アーバンは禁句? タブーが置き換えられたシティの魅力
シティポップを形容するときに度々用いられる“都会的”というワード。英語にすれば“アーバン”とも置き換えられるが、この“アーバン”は、現在アメリカの音楽市場で用いるのはタブーとされている。1970年代中期〜0年代にニューヨークのラジオDJ、フランキー・クロッカーにより、ブラコンに代表されるような文字通りの“都会的”な音楽を指す謳い文句として使われ始めたが、時代を経て“黒人音楽”そのものを指す意味合いとして変化。黒人が作った音楽が否応なく“アーバン”に分類され、非黒人によるサウンドは“アーバンでない”と認識されるなど、人種差別を誘発する時代遅れの言葉になってしまった(こと音楽ジャンルを表す言葉としては)。
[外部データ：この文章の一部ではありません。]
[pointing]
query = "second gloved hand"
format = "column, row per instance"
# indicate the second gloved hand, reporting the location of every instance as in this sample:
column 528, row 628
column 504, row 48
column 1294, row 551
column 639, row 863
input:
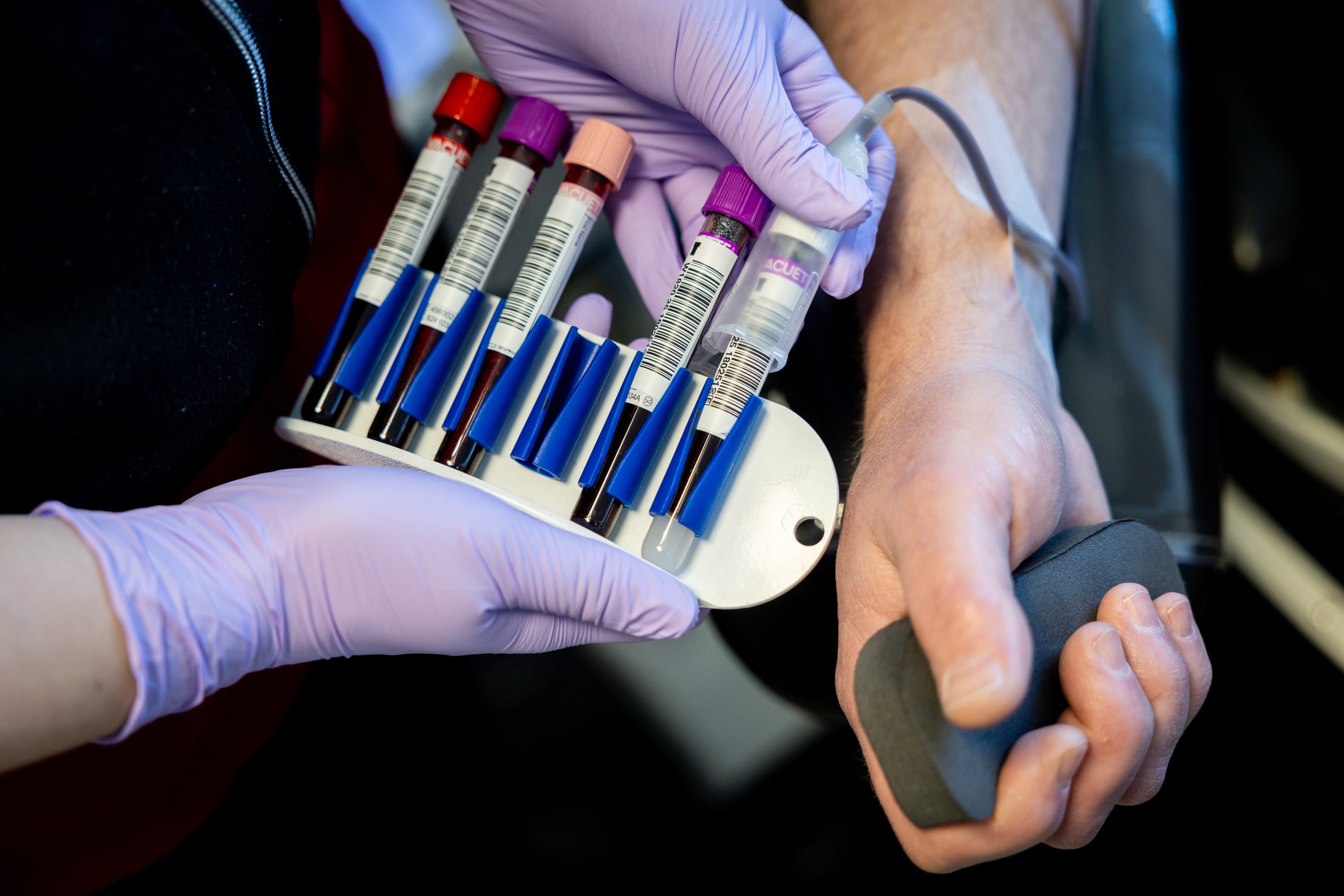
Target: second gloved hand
column 699, row 84
column 304, row 564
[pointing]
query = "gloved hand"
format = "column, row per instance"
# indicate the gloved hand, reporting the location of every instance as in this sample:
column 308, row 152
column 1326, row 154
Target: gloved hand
column 327, row 562
column 699, row 84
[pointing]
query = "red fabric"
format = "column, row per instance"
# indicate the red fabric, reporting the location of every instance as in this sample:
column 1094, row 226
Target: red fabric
column 81, row 820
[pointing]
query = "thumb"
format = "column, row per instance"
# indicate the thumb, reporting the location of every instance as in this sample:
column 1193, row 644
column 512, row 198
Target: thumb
column 951, row 544
column 749, row 109
column 590, row 312
column 542, row 569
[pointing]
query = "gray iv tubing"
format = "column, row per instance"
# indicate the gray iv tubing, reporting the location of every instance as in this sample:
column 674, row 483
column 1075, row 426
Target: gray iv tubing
column 1023, row 237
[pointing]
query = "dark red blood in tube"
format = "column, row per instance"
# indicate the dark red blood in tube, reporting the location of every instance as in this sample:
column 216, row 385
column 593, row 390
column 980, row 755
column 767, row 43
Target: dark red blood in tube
column 464, row 116
column 392, row 425
column 457, row 450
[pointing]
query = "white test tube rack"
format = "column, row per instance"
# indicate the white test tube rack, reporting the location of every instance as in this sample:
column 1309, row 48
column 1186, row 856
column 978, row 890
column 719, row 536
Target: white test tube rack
column 784, row 485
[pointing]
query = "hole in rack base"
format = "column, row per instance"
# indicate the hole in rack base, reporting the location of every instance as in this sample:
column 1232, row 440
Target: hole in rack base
column 810, row 531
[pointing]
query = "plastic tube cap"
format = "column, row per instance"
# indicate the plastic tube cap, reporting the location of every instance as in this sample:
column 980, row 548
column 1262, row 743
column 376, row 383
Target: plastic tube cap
column 472, row 101
column 737, row 197
column 604, row 148
column 538, row 125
日本人からする“アーバン”に上記のネガティブなイメージは少なく、かつてフランキーが描いたときめく感覚が残されているはず。そして我々が“アーバン”に感じる言葉の魅力は、アメリカ人からすると“シティ”に気兼ねなく置き換えられるのかもしれない。仮にシティポップが“ジャパニーズ・アーバン・ソウル”という名前で呼ばれていたら、英語圏でここまで大々的な発展はあっただろうか。当のアーティストたちがシティポップという名称を気に入っているかどうかはさて置いても、ネーミングの役割は大きい。
海外のリスナーから“キング・オブ・シティポップ”と崇められる山下達郎による1980年のアルバム『COME ALONG』は、小林克也がナレーションを務めるDJミックスシリーズとして有名な作品だが(元々はレコードショップの販売促進用CD)、架空のラジオ局というコンセプトでは『Dawn FM』にも通ずる部分がある。同年にリリースされ、山下達郎が本格的なブレイクを果たしていくきっかけともなった「RIDE ON TIME」は、maxellのカセットテープCMにもタイアップ起用され話題に。CMのキャッチコピーは「いい音しか残れない。」だった。約40年の時を経た今、シティポップはその文言を音楽の力のみで世界に証明してみせている。